Die ursprüngliche Motivation eines Softwarecrackers, einen Kopierschutz zu entfernen und das entsicherte Programm in Umlauf zu bringen, war und ist nie das Geld gewesen. Der wirkliche Anreiz für die Mühen manch durchgemachter Nacht ist der Ruhm in der Scene. Schneller und besser zu sein, vor allen Dingen aber bekannter zu werden, sind die treibenden Kräfte, die Cracker zu Höchstleistungen anspornen.

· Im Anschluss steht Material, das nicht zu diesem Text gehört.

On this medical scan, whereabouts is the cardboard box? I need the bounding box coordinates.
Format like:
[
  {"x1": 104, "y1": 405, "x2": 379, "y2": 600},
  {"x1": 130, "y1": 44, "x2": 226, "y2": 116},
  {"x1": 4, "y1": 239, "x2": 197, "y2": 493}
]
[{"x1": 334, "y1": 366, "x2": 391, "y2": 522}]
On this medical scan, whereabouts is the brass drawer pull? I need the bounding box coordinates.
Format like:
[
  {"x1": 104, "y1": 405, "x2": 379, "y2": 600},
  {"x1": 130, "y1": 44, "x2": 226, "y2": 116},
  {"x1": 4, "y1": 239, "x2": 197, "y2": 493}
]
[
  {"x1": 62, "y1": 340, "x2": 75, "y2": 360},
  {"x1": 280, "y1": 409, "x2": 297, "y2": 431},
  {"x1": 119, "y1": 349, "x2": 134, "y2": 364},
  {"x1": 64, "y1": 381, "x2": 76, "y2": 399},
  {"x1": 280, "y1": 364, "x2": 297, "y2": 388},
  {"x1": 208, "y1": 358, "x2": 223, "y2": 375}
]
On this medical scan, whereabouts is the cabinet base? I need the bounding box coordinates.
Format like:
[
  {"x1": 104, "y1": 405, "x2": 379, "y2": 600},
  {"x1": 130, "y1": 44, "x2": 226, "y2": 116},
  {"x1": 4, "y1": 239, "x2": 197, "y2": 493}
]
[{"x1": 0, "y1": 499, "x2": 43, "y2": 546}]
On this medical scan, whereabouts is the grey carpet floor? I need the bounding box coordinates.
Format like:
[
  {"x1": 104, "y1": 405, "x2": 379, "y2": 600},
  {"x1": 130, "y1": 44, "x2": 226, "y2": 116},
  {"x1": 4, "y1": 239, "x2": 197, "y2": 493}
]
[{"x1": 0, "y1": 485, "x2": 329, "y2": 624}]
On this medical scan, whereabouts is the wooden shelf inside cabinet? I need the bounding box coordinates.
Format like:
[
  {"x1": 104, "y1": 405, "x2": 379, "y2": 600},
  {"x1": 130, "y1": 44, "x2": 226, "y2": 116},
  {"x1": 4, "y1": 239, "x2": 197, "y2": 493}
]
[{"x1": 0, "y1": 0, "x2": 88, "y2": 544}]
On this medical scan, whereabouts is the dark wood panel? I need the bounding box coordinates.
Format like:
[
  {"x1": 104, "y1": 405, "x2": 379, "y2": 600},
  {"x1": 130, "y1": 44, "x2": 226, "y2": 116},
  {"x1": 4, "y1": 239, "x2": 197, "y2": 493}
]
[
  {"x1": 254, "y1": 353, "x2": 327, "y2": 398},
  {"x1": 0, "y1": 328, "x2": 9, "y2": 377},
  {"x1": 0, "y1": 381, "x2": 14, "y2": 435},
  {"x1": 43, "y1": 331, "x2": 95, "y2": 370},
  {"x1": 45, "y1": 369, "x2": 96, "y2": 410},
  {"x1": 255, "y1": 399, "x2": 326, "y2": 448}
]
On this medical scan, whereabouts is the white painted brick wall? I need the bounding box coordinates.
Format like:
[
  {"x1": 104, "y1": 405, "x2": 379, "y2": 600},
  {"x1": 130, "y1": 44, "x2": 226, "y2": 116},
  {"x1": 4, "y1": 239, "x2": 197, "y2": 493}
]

Um jedem mitzuteilen, wer nun das Programm gecrackt hatte, bringt der Cracker seinen Namen an irgendeiner Stelle des Programms unter. Der beste Platz dafür war vor dem Programm, denn nur so war gewährleistet, dass jeder, der die gecrackte Software startete, zuerst den Namen des Crackers zu Gesicht bekam. Die Cracker entwarfen also kleine Vorspanne, in denen der Name des Crackers und das Datum des Cracks vermerkt wurden. Diese Vorspanne, in der Scene „Intros“ oder „Cracktros“ genannt, waren Anfang der 80er Jahre recht lieblos und unspektakulär gestaltet. Oft waren es nur starre Bilder mit kleinen Texten darunter, die sich bei edleren Intros vielleicht einmal in Zeitlupentempo von rechts nach links bewegten. Mit der Zeit begannen die Softwarecracker, immer größeren Wert auf das Erscheinungsbild ihrer Intros zu legen. Die Intro war schließlich die eigene Leistung, Verpackung und Präsentation bzw. Demonstration zugleich.

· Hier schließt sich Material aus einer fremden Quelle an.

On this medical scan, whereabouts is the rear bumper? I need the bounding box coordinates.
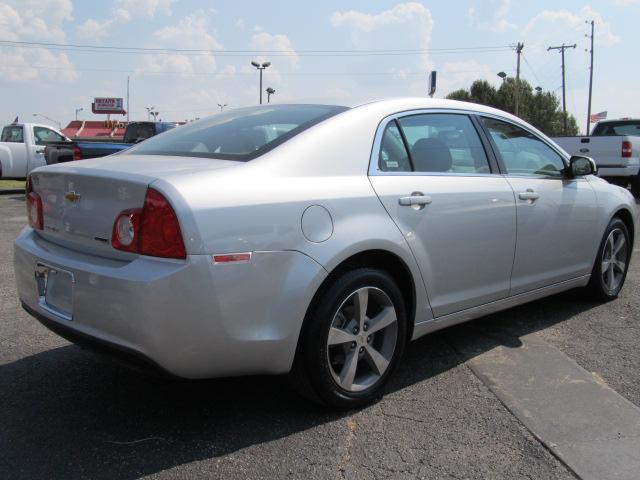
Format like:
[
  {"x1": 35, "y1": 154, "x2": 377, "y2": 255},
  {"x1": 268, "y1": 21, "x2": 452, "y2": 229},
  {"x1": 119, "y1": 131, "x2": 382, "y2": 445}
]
[
  {"x1": 14, "y1": 227, "x2": 326, "y2": 378},
  {"x1": 598, "y1": 165, "x2": 640, "y2": 177}
]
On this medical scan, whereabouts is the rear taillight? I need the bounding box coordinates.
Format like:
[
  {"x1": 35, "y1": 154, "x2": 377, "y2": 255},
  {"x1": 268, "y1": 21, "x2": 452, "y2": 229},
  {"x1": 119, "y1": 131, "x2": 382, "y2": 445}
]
[
  {"x1": 111, "y1": 209, "x2": 142, "y2": 252},
  {"x1": 25, "y1": 175, "x2": 44, "y2": 230},
  {"x1": 111, "y1": 188, "x2": 187, "y2": 259}
]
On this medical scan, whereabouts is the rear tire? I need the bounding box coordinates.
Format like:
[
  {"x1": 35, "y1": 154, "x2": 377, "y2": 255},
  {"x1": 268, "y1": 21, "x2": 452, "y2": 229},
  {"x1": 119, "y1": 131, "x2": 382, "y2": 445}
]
[
  {"x1": 289, "y1": 268, "x2": 407, "y2": 409},
  {"x1": 631, "y1": 175, "x2": 640, "y2": 198},
  {"x1": 587, "y1": 217, "x2": 633, "y2": 301}
]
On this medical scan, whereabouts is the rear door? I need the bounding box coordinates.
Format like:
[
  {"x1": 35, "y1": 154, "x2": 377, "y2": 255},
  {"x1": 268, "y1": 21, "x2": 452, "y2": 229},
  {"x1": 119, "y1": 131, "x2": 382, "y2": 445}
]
[
  {"x1": 369, "y1": 111, "x2": 516, "y2": 317},
  {"x1": 481, "y1": 117, "x2": 598, "y2": 295},
  {"x1": 0, "y1": 125, "x2": 28, "y2": 178}
]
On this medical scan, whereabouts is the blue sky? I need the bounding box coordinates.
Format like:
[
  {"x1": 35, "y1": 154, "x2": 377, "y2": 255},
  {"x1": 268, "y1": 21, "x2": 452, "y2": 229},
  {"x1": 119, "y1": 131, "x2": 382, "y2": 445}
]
[{"x1": 0, "y1": 0, "x2": 640, "y2": 133}]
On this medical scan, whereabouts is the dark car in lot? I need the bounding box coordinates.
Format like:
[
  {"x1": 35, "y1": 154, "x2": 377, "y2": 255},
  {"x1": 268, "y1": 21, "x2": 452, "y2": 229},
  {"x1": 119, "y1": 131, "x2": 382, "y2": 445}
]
[{"x1": 44, "y1": 122, "x2": 178, "y2": 165}]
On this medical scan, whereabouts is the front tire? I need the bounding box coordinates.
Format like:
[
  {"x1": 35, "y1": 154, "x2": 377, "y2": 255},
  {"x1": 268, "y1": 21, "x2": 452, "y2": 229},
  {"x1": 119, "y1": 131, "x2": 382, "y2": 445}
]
[
  {"x1": 587, "y1": 218, "x2": 633, "y2": 301},
  {"x1": 291, "y1": 268, "x2": 407, "y2": 409}
]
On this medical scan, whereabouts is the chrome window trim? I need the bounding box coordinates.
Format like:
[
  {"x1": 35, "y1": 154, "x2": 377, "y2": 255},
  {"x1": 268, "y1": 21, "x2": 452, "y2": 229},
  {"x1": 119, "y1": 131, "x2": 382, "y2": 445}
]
[{"x1": 367, "y1": 108, "x2": 500, "y2": 177}]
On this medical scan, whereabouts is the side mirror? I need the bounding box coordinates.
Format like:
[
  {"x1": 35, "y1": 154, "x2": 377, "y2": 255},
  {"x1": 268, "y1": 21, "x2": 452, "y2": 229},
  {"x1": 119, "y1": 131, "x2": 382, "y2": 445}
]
[{"x1": 569, "y1": 155, "x2": 598, "y2": 177}]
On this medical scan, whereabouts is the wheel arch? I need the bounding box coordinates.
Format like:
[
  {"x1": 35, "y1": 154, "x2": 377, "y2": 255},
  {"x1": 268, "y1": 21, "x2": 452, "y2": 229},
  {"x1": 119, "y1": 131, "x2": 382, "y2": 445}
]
[{"x1": 612, "y1": 208, "x2": 635, "y2": 246}]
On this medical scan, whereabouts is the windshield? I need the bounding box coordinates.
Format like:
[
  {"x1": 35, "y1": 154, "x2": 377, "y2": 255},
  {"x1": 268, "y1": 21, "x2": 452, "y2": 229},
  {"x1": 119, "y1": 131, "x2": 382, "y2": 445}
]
[
  {"x1": 127, "y1": 105, "x2": 347, "y2": 161},
  {"x1": 592, "y1": 120, "x2": 640, "y2": 136}
]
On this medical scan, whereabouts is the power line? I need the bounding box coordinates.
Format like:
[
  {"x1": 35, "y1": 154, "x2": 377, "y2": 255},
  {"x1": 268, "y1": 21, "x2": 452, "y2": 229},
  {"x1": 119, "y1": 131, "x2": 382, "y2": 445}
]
[
  {"x1": 0, "y1": 63, "x2": 498, "y2": 77},
  {"x1": 0, "y1": 40, "x2": 510, "y2": 57},
  {"x1": 547, "y1": 43, "x2": 576, "y2": 135}
]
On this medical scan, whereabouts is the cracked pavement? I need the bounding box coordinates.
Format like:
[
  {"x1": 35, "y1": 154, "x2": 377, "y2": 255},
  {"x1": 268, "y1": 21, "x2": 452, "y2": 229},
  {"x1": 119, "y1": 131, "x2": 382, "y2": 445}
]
[{"x1": 0, "y1": 196, "x2": 640, "y2": 479}]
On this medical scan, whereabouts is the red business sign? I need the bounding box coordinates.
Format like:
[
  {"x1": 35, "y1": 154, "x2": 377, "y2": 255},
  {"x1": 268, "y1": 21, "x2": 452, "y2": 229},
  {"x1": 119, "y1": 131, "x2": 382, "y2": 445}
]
[{"x1": 91, "y1": 97, "x2": 127, "y2": 115}]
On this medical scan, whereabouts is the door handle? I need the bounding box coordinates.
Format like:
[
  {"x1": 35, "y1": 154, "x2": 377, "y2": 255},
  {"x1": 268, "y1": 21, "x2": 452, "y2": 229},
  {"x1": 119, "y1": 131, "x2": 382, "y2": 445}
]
[
  {"x1": 518, "y1": 188, "x2": 540, "y2": 203},
  {"x1": 398, "y1": 192, "x2": 433, "y2": 207}
]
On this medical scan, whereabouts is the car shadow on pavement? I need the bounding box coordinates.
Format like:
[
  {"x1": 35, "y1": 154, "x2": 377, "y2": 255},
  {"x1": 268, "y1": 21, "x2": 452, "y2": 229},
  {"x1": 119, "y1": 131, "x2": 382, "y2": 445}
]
[{"x1": 0, "y1": 286, "x2": 594, "y2": 479}]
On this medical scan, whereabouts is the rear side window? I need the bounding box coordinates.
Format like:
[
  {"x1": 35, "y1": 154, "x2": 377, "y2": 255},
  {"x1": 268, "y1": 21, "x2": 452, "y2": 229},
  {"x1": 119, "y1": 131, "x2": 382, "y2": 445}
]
[
  {"x1": 123, "y1": 123, "x2": 156, "y2": 143},
  {"x1": 0, "y1": 125, "x2": 24, "y2": 143},
  {"x1": 127, "y1": 105, "x2": 347, "y2": 161},
  {"x1": 398, "y1": 113, "x2": 491, "y2": 173},
  {"x1": 378, "y1": 120, "x2": 413, "y2": 172},
  {"x1": 593, "y1": 120, "x2": 640, "y2": 136}
]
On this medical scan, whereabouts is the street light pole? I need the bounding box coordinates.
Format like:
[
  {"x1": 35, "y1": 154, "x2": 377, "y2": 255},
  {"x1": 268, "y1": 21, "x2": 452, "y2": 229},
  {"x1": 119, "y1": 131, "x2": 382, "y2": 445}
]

Bald verbrachten Cracker mehr Zeit damit, die Intro zu gestalten, als den Kopierschutz zu entfernen. Die Bilder fingen schließlich an, sich auf und ab zu bewegen, Texte wanderten hin und her (Scrolltext) und schließlich kam auch Musik hinzu. Die Cracker damals konnten natürlich nicht wissen, dass sie damit den Grundstein zu einer produktiven und ausschließlich legalen Scene legten, die nichts mit dem Cracken und Verbreiten einer Software zu tun haben sollte.

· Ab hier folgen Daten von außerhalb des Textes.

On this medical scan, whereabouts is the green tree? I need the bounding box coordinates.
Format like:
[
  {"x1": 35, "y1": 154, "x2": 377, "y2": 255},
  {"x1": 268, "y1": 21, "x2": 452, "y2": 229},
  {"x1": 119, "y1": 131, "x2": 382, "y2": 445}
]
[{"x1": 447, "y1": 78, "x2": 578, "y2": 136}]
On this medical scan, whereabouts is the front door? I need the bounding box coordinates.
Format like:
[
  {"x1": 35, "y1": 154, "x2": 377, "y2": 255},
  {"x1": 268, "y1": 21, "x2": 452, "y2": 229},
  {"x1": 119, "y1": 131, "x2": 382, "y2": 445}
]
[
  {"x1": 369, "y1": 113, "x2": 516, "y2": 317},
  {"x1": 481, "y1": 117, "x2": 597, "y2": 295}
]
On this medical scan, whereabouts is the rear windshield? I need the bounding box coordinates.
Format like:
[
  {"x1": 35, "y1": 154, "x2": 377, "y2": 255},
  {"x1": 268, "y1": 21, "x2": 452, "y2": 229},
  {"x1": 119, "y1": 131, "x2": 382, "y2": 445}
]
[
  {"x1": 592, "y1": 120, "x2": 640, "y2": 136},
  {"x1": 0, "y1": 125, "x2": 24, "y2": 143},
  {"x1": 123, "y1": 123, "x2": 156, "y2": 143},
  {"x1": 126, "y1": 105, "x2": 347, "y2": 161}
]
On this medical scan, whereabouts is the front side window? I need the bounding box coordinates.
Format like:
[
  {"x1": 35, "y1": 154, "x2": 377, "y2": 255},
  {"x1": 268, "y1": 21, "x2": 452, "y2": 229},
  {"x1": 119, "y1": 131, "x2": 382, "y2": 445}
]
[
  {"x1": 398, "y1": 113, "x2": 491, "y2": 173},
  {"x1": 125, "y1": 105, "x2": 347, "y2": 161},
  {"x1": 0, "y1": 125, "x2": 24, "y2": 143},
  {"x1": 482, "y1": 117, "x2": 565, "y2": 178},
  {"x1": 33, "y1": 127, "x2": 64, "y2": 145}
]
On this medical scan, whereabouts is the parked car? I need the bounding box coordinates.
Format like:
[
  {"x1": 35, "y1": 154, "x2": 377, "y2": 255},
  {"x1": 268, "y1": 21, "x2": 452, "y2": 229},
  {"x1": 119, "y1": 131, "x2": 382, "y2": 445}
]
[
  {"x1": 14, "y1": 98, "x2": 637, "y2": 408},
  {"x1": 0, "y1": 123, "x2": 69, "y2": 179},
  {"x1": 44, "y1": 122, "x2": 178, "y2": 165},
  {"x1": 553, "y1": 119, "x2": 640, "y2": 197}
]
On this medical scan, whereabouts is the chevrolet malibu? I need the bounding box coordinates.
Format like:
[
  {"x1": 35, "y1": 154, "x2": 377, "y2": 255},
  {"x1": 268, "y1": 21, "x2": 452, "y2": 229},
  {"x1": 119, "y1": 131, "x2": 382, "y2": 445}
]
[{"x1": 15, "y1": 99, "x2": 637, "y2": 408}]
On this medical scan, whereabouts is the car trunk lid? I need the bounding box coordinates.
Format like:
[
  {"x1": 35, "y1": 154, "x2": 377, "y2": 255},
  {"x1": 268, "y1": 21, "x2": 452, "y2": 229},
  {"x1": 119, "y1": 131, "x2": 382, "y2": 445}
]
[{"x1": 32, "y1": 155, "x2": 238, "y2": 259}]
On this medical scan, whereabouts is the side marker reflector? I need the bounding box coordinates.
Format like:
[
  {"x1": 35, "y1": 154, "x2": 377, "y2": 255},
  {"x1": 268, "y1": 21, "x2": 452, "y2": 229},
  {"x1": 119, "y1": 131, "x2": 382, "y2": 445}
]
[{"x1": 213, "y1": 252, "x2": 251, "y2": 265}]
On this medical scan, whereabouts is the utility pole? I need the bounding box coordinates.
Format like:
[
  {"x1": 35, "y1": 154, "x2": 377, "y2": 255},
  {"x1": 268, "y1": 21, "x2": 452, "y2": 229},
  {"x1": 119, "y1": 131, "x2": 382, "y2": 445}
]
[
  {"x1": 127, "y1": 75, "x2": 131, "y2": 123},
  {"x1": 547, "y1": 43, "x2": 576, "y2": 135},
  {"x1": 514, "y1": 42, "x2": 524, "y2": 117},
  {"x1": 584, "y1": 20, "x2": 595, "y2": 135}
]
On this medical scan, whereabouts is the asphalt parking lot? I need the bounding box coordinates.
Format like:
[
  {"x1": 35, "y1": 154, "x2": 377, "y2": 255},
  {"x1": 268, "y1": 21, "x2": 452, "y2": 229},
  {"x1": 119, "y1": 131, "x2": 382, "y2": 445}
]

Man kam auf immer neuere und verblüffendere Ideen. Aber je mehr man in einen solchen Vorspann hineinpacken wollte, desto mehr Platz schluckte er. Das wurde zu einem Problem, denn die Hersteller programmierten ihre Software so, dass nicht mehr viel Platz auf einer Diskette übrig blieb – schon gar nicht für einen zusätzlichen Vorspann bzw. für die Intro. Es entstand ein neuer Wettbewerb. Man versuchte, bessere und größere Effekte auf möglichst wenig Platz unterzubringen. Optimierung des eigenen Intros war dabei nicht immer die beste Lösung. Oft optimierte der Cracker sogar die vom Hersteller programmierte Software selbst, um mehr Platz auf dem Datenträger zu bekommen. Dadurch konnte es durchaus vorkommen, dass eine Schwarzkopie weniger Fehleranfällig war als das Original.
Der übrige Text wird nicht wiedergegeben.